Quantcast

Web Letters | The Nation

Letters

My Beef With Vegetarianism

Perhaps Mr. Lazare who would have us think flesh-and-blood-(meat)eating has given us extended and happier lives but how much time has he spent inside cancer units, cardiac surgical rooms, kidney wards, or breast cancer units?

How much time has Mr. Lazare spent on "farms" where infant calves are chained at the neck in rows of tiny crates, on slatted floors, unable to move, love, play, live, or be free because we humans steal their mothers milk?

How much time has he spent living by the many waste lagoons that dot this nation, filled with tens of thousands of tons of pig manure? Has he ever ventured to the dumpsters behind egg "farms" where millions of male chicks who are not ground alive for feed and fertilizer, are hatching and left to die? Has he randomly visited (if allowed) the kill floors of this, "civilized" nation's slaughterhouses, where sentient animals who feel trauma and agony just as we do, are beaten to restraining devices, hoisted by their hind legs, and chain-sawed apart?

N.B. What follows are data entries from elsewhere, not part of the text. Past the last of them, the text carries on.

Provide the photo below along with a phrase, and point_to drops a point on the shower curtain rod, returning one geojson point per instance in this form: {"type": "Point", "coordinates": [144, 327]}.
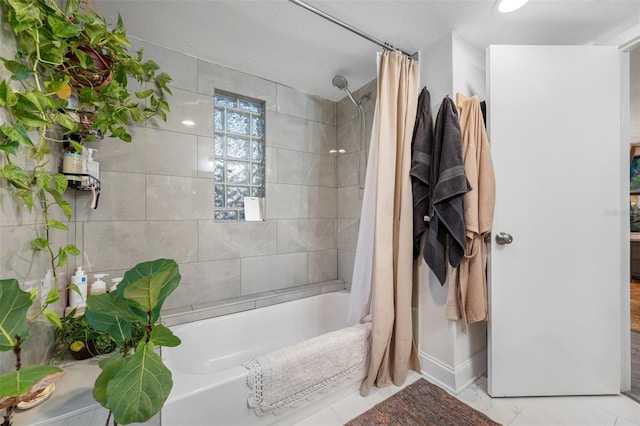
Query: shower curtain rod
{"type": "Point", "coordinates": [336, 21]}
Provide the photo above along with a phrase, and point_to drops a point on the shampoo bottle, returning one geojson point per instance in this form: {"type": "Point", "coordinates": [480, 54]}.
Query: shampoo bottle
{"type": "Point", "coordinates": [93, 167]}
{"type": "Point", "coordinates": [45, 286]}
{"type": "Point", "coordinates": [114, 284]}
{"type": "Point", "coordinates": [98, 286]}
{"type": "Point", "coordinates": [80, 280]}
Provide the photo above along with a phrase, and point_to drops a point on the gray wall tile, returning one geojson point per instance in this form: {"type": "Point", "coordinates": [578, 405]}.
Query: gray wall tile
{"type": "Point", "coordinates": [287, 201]}
{"type": "Point", "coordinates": [297, 235]}
{"type": "Point", "coordinates": [205, 282]}
{"type": "Point", "coordinates": [179, 198]}
{"type": "Point", "coordinates": [303, 105]}
{"type": "Point", "coordinates": [322, 137]}
{"type": "Point", "coordinates": [348, 234]}
{"type": "Point", "coordinates": [121, 245]}
{"type": "Point", "coordinates": [268, 273]}
{"type": "Point", "coordinates": [348, 169]}
{"type": "Point", "coordinates": [212, 76]}
{"type": "Point", "coordinates": [271, 164]}
{"type": "Point", "coordinates": [345, 265]}
{"type": "Point", "coordinates": [120, 198]}
{"type": "Point", "coordinates": [152, 151]}
{"type": "Point", "coordinates": [191, 106]}
{"type": "Point", "coordinates": [205, 157]}
{"type": "Point", "coordinates": [322, 266]}
{"type": "Point", "coordinates": [323, 202]}
{"type": "Point", "coordinates": [305, 169]}
{"type": "Point", "coordinates": [286, 131]}
{"type": "Point", "coordinates": [349, 202]}
{"type": "Point", "coordinates": [182, 68]}
{"type": "Point", "coordinates": [348, 134]}
{"type": "Point", "coordinates": [236, 239]}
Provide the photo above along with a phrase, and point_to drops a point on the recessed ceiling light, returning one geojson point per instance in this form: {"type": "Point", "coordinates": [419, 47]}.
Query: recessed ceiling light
{"type": "Point", "coordinates": [506, 6]}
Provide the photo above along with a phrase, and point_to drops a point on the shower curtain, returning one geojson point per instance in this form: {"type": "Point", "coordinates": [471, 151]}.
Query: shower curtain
{"type": "Point", "coordinates": [382, 279]}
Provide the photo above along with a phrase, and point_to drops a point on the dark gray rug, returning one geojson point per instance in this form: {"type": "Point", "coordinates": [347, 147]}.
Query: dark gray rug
{"type": "Point", "coordinates": [422, 404]}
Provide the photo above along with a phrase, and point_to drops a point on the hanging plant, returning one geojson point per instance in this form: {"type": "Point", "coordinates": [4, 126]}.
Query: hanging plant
{"type": "Point", "coordinates": [72, 80]}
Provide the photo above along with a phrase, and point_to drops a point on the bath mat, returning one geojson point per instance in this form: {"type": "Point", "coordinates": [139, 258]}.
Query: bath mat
{"type": "Point", "coordinates": [285, 378]}
{"type": "Point", "coordinates": [422, 404]}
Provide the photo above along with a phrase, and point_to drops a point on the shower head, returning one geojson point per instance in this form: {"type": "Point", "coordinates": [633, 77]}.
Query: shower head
{"type": "Point", "coordinates": [340, 82]}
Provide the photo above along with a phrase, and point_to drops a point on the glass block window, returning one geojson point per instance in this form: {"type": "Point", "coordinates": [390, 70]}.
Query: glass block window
{"type": "Point", "coordinates": [239, 149]}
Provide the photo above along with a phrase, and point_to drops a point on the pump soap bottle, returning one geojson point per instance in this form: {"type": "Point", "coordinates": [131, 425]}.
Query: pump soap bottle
{"type": "Point", "coordinates": [98, 286]}
{"type": "Point", "coordinates": [80, 280]}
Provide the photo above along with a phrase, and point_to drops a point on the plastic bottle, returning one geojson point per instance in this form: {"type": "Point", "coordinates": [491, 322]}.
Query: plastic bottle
{"type": "Point", "coordinates": [114, 284]}
{"type": "Point", "coordinates": [80, 280]}
{"type": "Point", "coordinates": [45, 286]}
{"type": "Point", "coordinates": [98, 286]}
{"type": "Point", "coordinates": [93, 167]}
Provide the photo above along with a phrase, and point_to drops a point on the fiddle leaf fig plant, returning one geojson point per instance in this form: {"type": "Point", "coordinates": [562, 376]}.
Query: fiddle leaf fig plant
{"type": "Point", "coordinates": [24, 383]}
{"type": "Point", "coordinates": [135, 383]}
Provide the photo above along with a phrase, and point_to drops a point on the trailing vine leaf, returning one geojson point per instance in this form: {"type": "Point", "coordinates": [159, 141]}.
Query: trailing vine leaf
{"type": "Point", "coordinates": [139, 389]}
{"type": "Point", "coordinates": [148, 284]}
{"type": "Point", "coordinates": [19, 383]}
{"type": "Point", "coordinates": [107, 312]}
{"type": "Point", "coordinates": [162, 336]}
{"type": "Point", "coordinates": [14, 304]}
{"type": "Point", "coordinates": [40, 243]}
{"type": "Point", "coordinates": [7, 96]}
{"type": "Point", "coordinates": [53, 318]}
{"type": "Point", "coordinates": [16, 133]}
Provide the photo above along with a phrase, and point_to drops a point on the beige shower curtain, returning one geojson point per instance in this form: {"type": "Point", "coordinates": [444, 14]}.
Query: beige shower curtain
{"type": "Point", "coordinates": [392, 348]}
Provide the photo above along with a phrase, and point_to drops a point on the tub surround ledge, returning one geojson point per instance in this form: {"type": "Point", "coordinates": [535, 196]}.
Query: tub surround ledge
{"type": "Point", "coordinates": [192, 313]}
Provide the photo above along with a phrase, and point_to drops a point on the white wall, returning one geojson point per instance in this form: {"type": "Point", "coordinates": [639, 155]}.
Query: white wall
{"type": "Point", "coordinates": [448, 356]}
{"type": "Point", "coordinates": [634, 96]}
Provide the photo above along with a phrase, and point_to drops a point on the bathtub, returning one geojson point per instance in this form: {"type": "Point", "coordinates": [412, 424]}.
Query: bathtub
{"type": "Point", "coordinates": [209, 383]}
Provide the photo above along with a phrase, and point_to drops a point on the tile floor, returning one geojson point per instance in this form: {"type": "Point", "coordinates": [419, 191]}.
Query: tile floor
{"type": "Point", "coordinates": [616, 410]}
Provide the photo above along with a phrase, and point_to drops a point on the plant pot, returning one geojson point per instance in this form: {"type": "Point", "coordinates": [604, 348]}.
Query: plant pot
{"type": "Point", "coordinates": [95, 77]}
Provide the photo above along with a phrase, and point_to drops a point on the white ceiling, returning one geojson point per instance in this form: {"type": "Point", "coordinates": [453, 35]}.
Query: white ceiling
{"type": "Point", "coordinates": [280, 41]}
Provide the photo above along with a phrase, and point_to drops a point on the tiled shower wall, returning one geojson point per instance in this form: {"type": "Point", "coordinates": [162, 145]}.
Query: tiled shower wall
{"type": "Point", "coordinates": [158, 193]}
{"type": "Point", "coordinates": [349, 187]}
{"type": "Point", "coordinates": [157, 197]}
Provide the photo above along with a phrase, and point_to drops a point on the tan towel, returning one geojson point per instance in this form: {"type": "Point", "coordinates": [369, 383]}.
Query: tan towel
{"type": "Point", "coordinates": [467, 299]}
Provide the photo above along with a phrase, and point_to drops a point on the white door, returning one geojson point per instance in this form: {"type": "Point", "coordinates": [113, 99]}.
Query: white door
{"type": "Point", "coordinates": [554, 291]}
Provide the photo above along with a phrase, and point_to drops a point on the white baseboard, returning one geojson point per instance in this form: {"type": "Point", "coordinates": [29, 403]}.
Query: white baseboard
{"type": "Point", "coordinates": [453, 380]}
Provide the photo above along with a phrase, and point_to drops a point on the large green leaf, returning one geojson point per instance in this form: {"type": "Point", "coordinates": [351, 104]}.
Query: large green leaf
{"type": "Point", "coordinates": [148, 284]}
{"type": "Point", "coordinates": [14, 304]}
{"type": "Point", "coordinates": [139, 389]}
{"type": "Point", "coordinates": [107, 312]}
{"type": "Point", "coordinates": [18, 382]}
{"type": "Point", "coordinates": [110, 366]}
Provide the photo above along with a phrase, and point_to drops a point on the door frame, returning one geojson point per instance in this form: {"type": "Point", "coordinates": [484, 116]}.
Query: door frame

For as long as humans have assumed superiority and power over animals, they have done the same to each other. If Mr. Lazare considers the violent, bloody, inhumane, unsustainable and cruel meat and dairy based diet as optimal for humanity, why are we threatened by war, pandemics, and environmental suicide more now that ever? Here it is in a nutshell: The relationship between the meat-based resource usage and war is dramatized by the following dialogue from Plato's Republic:

...and there will be animals of many other kinds, if people eat them?

Certainly.

And living in this way we shall have much greater need of physicians than before?

Much greater.

And the country which was enough to support the original inhabitants will be too small now, and not enough?

Quite true.

Then a slice of our neighbors' land will be wanted by us for pasture and tillage, and they will want a slice of ours, if, like ourselves, they exceed the limit of necessity, and give themselves up to the unlimited accumulation of wealth?

That, Socrates, will be inevitable.

And so, we shall go to war, Glaucon. Shall we not?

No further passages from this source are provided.